After dipping to lows near $59–$61 per barrel in early January, Brent rallied sharply toward month-end amid heightened geopolitical risk, briefly breaking back above $70/bbl, its highest levels since mid-2025.

The rally was largely driven by renewed geopolitical risk premiums tied to the possibility of U.S. military action against Iran and escalating unrest in the Middle East, alongside supply-side frictions such as reduced Venezuelan exports and disruptions in Kazakhstan.

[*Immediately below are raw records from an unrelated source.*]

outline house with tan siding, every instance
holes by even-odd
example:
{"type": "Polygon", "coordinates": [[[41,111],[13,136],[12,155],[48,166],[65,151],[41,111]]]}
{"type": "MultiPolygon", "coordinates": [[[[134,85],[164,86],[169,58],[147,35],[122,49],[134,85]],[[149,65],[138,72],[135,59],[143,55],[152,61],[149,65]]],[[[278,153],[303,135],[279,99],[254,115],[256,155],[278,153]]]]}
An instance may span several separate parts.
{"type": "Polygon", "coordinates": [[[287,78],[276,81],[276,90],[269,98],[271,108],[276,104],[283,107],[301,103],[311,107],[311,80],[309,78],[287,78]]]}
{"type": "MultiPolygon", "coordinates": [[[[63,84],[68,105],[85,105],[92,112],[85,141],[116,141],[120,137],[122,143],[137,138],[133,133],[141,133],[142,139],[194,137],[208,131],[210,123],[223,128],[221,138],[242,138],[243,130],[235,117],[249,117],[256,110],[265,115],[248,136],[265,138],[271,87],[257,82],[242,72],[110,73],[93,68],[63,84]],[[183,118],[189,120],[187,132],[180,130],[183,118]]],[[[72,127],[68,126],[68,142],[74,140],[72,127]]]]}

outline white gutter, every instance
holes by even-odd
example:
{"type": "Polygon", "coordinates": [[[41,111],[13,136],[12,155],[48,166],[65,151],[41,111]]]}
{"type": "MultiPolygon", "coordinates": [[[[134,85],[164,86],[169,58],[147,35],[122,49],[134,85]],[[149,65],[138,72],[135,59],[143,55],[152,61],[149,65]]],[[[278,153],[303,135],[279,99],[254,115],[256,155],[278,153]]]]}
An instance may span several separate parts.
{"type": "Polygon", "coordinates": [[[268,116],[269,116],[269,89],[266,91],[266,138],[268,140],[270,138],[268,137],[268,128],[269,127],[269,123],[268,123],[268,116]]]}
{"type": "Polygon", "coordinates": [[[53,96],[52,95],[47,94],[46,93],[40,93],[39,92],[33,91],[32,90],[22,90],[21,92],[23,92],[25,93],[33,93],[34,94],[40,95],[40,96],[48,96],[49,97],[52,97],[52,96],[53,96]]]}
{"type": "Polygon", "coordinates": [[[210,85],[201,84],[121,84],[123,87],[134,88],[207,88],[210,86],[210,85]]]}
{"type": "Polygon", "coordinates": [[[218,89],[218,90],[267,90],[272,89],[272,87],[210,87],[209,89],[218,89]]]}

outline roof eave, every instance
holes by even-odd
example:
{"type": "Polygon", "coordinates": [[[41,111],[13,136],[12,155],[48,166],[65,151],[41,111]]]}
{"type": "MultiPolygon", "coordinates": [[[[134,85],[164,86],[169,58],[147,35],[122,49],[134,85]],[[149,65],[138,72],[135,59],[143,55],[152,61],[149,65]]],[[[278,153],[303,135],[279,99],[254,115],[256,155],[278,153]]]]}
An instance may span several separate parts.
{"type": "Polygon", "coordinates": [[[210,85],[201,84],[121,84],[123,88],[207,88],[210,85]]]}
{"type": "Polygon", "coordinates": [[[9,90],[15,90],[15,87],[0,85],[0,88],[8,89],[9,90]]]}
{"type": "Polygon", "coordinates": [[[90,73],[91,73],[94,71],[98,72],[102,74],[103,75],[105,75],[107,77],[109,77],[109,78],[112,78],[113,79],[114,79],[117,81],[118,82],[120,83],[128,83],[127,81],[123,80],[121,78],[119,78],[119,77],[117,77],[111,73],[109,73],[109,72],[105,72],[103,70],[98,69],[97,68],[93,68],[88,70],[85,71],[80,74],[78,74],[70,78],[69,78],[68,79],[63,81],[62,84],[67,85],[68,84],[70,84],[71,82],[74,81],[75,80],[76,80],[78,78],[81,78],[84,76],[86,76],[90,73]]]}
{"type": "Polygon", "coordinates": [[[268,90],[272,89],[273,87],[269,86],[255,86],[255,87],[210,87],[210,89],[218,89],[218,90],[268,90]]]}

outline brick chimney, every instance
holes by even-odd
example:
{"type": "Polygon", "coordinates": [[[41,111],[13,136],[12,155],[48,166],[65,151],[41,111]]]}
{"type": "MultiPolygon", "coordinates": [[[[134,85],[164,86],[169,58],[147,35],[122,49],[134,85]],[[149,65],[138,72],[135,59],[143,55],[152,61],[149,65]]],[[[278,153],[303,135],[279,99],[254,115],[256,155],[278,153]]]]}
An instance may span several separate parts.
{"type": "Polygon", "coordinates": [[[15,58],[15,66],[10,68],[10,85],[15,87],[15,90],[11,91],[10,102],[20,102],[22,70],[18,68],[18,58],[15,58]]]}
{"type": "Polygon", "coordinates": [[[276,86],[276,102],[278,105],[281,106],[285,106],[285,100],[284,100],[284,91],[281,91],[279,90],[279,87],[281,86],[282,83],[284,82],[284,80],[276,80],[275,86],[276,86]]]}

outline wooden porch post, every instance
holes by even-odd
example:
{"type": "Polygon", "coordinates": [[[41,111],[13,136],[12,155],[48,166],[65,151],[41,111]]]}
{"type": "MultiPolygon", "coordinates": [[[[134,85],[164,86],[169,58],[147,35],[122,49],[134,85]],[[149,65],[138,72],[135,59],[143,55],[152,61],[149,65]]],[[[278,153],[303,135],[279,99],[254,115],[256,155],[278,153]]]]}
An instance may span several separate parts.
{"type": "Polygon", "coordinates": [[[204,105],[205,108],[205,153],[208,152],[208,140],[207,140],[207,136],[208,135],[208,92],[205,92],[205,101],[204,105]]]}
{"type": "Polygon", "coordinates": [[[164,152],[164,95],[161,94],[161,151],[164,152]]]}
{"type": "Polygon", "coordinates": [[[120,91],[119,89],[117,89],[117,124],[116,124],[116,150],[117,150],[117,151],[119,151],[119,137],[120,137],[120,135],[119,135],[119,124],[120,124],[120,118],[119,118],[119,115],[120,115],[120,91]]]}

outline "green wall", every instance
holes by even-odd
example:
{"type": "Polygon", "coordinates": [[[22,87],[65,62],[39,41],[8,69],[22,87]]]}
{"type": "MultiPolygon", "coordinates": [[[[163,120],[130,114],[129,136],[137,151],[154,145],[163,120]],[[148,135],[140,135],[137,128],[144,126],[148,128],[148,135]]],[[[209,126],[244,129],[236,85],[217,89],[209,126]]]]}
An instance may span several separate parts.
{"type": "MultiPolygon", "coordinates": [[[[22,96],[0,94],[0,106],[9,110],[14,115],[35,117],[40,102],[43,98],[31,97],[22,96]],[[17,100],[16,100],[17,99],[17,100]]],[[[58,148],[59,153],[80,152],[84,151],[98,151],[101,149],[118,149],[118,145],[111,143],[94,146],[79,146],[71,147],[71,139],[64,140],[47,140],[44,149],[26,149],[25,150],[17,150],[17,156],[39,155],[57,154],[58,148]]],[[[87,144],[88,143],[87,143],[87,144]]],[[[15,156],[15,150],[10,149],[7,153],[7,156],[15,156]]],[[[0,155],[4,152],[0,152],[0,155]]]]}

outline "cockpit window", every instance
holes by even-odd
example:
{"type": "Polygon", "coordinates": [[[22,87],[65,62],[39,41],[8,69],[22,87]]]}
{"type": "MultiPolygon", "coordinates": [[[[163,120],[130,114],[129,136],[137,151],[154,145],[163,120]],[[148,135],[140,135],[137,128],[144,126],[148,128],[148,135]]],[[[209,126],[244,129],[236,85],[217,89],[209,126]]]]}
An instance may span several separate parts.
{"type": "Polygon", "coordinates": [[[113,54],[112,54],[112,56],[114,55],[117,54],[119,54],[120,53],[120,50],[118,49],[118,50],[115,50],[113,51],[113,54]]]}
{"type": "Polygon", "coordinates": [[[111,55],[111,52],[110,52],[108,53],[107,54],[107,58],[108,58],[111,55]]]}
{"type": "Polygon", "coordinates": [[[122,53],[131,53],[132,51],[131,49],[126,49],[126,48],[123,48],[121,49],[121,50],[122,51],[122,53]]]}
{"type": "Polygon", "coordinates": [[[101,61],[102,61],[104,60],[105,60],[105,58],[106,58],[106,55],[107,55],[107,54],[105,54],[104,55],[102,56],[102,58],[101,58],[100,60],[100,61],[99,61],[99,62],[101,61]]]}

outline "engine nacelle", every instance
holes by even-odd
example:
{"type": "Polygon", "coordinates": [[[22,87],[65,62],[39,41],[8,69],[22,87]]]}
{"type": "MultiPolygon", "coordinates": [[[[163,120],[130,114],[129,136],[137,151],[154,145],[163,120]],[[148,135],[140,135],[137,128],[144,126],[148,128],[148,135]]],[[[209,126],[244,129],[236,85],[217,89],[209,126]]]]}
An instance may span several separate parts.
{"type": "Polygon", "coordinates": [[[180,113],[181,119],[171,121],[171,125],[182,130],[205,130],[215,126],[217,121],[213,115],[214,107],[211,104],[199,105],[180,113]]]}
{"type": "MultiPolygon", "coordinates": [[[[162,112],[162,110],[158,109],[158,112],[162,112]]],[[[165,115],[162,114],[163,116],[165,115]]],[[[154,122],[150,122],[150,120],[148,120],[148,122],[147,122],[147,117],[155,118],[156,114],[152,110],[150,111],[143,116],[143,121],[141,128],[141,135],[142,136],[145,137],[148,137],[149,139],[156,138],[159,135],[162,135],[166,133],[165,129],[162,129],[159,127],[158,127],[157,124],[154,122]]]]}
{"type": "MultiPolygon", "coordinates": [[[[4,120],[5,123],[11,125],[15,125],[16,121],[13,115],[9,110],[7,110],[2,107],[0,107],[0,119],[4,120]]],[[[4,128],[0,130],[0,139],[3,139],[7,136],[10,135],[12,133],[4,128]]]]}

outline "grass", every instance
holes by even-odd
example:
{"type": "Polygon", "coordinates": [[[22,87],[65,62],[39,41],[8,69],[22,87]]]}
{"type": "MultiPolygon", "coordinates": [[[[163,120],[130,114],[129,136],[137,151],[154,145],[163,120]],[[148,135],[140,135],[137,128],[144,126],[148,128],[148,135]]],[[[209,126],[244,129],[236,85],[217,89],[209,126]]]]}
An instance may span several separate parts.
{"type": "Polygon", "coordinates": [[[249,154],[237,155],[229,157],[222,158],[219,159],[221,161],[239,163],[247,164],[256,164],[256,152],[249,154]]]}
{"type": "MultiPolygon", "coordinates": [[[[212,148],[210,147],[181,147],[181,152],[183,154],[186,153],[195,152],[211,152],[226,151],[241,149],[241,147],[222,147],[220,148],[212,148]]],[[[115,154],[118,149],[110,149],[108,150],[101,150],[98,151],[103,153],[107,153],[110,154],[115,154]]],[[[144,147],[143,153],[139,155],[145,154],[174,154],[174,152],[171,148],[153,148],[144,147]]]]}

However, analysts and polls indicated that structural oversupply remains a dominant theme heading into 2026, with Brent expected to average near $60–$62/bbl for the year amid robust OPEC+ and non-OPEC production and modest demand growth.

 

Price Drivers

Supply OPEC+ producers signalled a pause on production increases for Q1 2026, a move interpreted as a tactical effort to support market balance amid seasonal demand softness and elevated inventories. Severe cold weather across the central and eastern United States in January caused temporary production slowdowns and increased heating fuel demand. U.S. crude and diesel inventories drew sharply at various points during the month as refineries throttled runs due to extreme cold,
Demand In the United States, cold weather boosted short-term heating fuel demand, but broader gasoline consumption remained under pressure from efficiency gains and cautious consumer spending.    
Geopolitial Oil prices rallied as markets priced in a risk premium associated with U.S.–Iran tensions and unrest within Iran that could disrupt crude exports or impact regional logistics through key routes such as the Strait of Hormuz.